Healthcare organizations certainly can implement their own detailed procedures, but they could start with OEM recommendations, according to Linet Americas’ Aitken.
“Each manufacturer has tested and developed a program to clean and inspect mattresses,” he said. “The financial impact [includes] details on how much the facility is spending on replacement mattresses, hospital-acquired Infections and hospital-acquired pressure Injuries – all of which are related to the condition of the mattress.”
TRSA’s Ketevong recommends keeping vigilant on textile protocols and standards, too, and think about sustainability practices.
“TRSA has estimated that healthcare facilities lose roughly $840 million each year primarily from items lost or discarded as waste when they could have been washed and reused,” she noted. “Studies, such as one conducted by the University of Michigan Health System, have found that units that follow a clear bed-changing policy generate less waste on average compared to units without such a policy.

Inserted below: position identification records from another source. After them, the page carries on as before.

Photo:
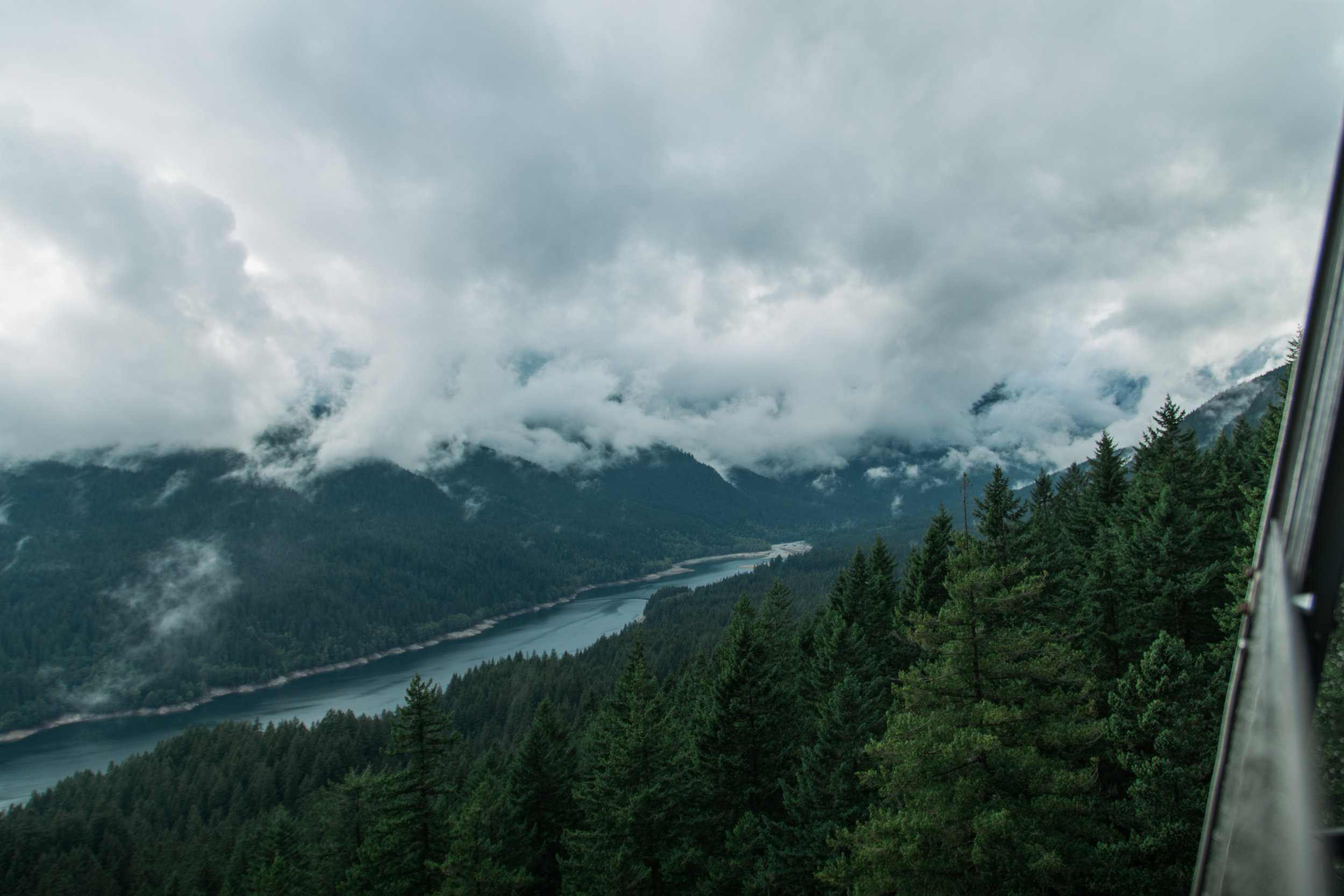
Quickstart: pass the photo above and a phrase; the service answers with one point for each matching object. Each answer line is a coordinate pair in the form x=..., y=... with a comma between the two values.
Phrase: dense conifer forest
x=1027, y=703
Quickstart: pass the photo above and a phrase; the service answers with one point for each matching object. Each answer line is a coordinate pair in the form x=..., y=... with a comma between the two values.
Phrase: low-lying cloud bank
x=762, y=233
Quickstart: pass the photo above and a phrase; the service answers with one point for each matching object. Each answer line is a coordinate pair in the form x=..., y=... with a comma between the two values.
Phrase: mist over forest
x=331, y=334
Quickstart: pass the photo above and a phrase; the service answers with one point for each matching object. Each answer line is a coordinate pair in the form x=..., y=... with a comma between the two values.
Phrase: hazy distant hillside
x=1246, y=399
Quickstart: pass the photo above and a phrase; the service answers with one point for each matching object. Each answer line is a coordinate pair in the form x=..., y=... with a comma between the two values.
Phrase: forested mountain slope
x=146, y=582
x=1031, y=708
x=147, y=585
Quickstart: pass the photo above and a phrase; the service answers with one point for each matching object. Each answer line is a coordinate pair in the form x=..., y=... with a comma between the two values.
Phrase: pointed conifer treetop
x=926, y=567
x=1168, y=454
x=1106, y=477
x=999, y=516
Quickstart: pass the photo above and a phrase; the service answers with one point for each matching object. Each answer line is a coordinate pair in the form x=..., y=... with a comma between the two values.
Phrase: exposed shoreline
x=789, y=548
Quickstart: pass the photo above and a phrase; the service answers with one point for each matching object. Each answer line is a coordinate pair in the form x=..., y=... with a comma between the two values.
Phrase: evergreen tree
x=541, y=782
x=633, y=795
x=1164, y=728
x=1170, y=579
x=410, y=832
x=999, y=516
x=983, y=770
x=748, y=746
x=342, y=819
x=744, y=867
x=925, y=587
x=1106, y=477
x=280, y=873
x=477, y=855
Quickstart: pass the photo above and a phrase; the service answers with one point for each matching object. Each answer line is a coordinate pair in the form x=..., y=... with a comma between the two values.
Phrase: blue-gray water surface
x=41, y=761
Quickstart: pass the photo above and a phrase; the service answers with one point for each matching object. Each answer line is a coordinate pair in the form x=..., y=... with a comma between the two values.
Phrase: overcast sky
x=767, y=233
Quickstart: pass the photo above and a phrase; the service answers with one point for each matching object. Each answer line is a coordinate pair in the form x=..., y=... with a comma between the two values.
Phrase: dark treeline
x=370, y=558
x=1031, y=707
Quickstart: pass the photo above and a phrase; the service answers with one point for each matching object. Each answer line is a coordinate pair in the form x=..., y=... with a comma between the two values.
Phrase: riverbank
x=485, y=625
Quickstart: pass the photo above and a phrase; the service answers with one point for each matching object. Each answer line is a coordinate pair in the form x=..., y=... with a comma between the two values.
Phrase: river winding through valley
x=42, y=759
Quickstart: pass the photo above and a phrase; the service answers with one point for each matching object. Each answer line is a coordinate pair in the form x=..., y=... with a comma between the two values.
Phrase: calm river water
x=41, y=761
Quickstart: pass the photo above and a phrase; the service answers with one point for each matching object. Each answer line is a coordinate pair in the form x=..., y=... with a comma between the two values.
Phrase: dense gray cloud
x=770, y=234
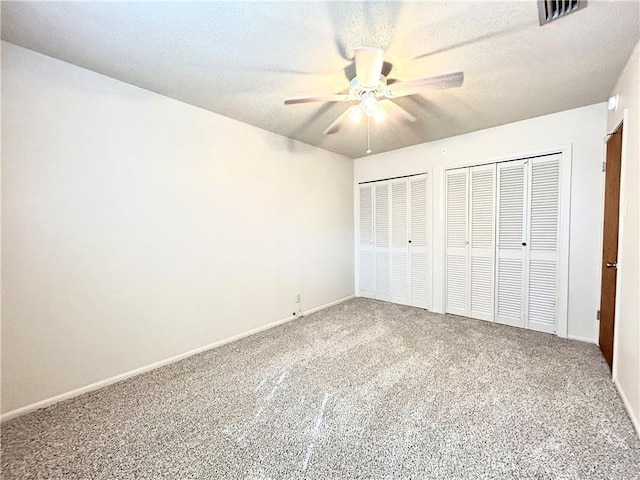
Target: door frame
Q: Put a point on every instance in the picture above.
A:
(566, 156)
(621, 216)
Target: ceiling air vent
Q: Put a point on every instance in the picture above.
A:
(550, 10)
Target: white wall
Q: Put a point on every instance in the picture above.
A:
(626, 361)
(584, 129)
(136, 227)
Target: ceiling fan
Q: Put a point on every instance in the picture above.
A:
(374, 95)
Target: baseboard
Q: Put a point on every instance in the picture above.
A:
(327, 305)
(627, 406)
(18, 412)
(582, 339)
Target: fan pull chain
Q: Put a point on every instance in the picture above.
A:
(368, 136)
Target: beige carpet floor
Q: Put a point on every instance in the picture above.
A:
(364, 389)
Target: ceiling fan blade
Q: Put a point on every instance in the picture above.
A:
(338, 122)
(401, 89)
(397, 111)
(368, 66)
(323, 98)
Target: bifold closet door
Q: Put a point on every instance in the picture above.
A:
(366, 272)
(400, 288)
(394, 249)
(544, 229)
(511, 243)
(470, 241)
(382, 287)
(419, 247)
(527, 249)
(457, 243)
(482, 182)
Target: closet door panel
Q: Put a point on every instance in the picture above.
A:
(366, 270)
(544, 220)
(419, 254)
(400, 291)
(457, 283)
(482, 234)
(381, 237)
(510, 251)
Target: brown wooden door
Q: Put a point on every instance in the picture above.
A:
(610, 244)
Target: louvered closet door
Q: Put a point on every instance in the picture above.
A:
(419, 236)
(457, 285)
(544, 224)
(482, 237)
(400, 292)
(366, 273)
(382, 285)
(511, 236)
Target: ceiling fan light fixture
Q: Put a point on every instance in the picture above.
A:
(355, 114)
(372, 108)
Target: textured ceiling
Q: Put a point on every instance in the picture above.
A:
(242, 59)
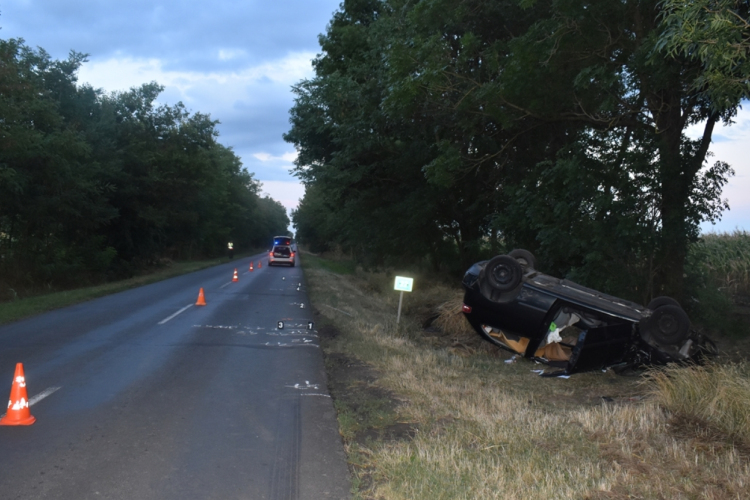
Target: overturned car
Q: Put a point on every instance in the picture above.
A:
(572, 327)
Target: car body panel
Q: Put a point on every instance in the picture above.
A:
(281, 254)
(565, 324)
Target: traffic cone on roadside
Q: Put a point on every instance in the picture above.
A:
(18, 405)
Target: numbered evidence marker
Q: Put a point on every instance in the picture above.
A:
(402, 285)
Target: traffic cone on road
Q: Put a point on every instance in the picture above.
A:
(201, 299)
(18, 406)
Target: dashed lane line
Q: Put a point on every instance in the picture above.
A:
(175, 314)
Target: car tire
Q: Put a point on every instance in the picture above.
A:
(525, 258)
(667, 325)
(657, 302)
(503, 273)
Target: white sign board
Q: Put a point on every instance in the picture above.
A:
(404, 284)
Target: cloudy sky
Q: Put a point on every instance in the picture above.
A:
(236, 60)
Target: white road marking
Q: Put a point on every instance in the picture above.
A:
(175, 314)
(35, 399)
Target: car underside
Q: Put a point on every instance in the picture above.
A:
(566, 325)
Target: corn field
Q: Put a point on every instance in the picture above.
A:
(725, 259)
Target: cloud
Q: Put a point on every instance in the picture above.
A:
(286, 157)
(289, 193)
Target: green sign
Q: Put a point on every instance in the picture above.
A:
(404, 284)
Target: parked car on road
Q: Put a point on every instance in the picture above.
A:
(561, 323)
(281, 254)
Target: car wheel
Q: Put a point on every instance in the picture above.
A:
(503, 273)
(668, 324)
(662, 301)
(525, 258)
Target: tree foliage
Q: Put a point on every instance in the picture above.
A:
(95, 185)
(460, 128)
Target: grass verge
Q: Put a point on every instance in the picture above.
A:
(435, 413)
(23, 308)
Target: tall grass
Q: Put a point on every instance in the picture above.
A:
(715, 395)
(489, 429)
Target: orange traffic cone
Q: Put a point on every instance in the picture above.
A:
(18, 406)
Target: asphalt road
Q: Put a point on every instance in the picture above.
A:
(215, 402)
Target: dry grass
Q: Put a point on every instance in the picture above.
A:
(489, 429)
(717, 396)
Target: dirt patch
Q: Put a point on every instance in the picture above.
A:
(367, 412)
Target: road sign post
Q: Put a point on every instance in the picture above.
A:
(403, 285)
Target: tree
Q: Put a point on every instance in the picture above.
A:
(716, 33)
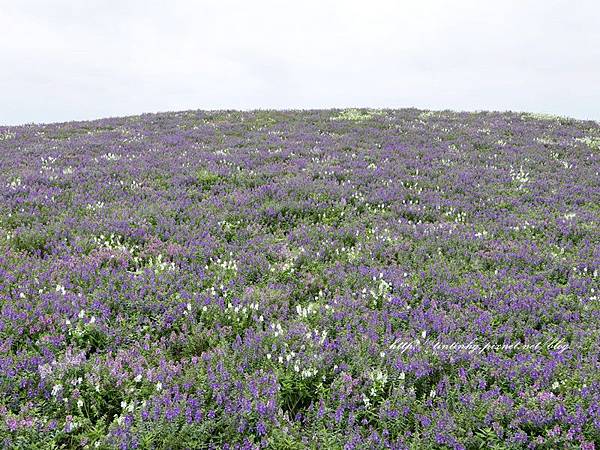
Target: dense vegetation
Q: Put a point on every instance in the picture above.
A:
(319, 279)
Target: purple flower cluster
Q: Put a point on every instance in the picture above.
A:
(336, 279)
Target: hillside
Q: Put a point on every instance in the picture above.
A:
(301, 279)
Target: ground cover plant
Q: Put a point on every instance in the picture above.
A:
(284, 279)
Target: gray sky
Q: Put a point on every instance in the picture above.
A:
(83, 59)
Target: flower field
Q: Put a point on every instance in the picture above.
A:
(334, 279)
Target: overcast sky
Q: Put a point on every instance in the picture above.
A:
(82, 59)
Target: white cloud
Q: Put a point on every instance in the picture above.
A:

“Establishing comprehensive [healthcare textile] storage and distribution practices will not only reduce the spread of infection and promote a culture of safety in healthcare settings, but it also can reduce costs by diminishing the expense of lost linen products,” she continued. “Healthcare providers may also wish to consider the balance of reusable linens versus disposable products in their bed and mattress maintenance planning. TRSA recommends maintaining an inventory of 50% reusable linens as a hedge against surges in demand, supply chain issues or other unanticipated disruptions that might prevent them from receiving regular shipments. By maintaining a 50% reusable stockpile, hospitals and clinics ensure continued availability of hygienic linens.”
All told, however, Aitken urges healthcare organizations to embrace a new approach and attitude about beds and mattresses.
“Begin treating the mattress as a medical device in the hospital,” he insisted. “The complexity and technology inside mattresses have been steadily evolving, and many in the hospital still see it as simply a thing under the patient.”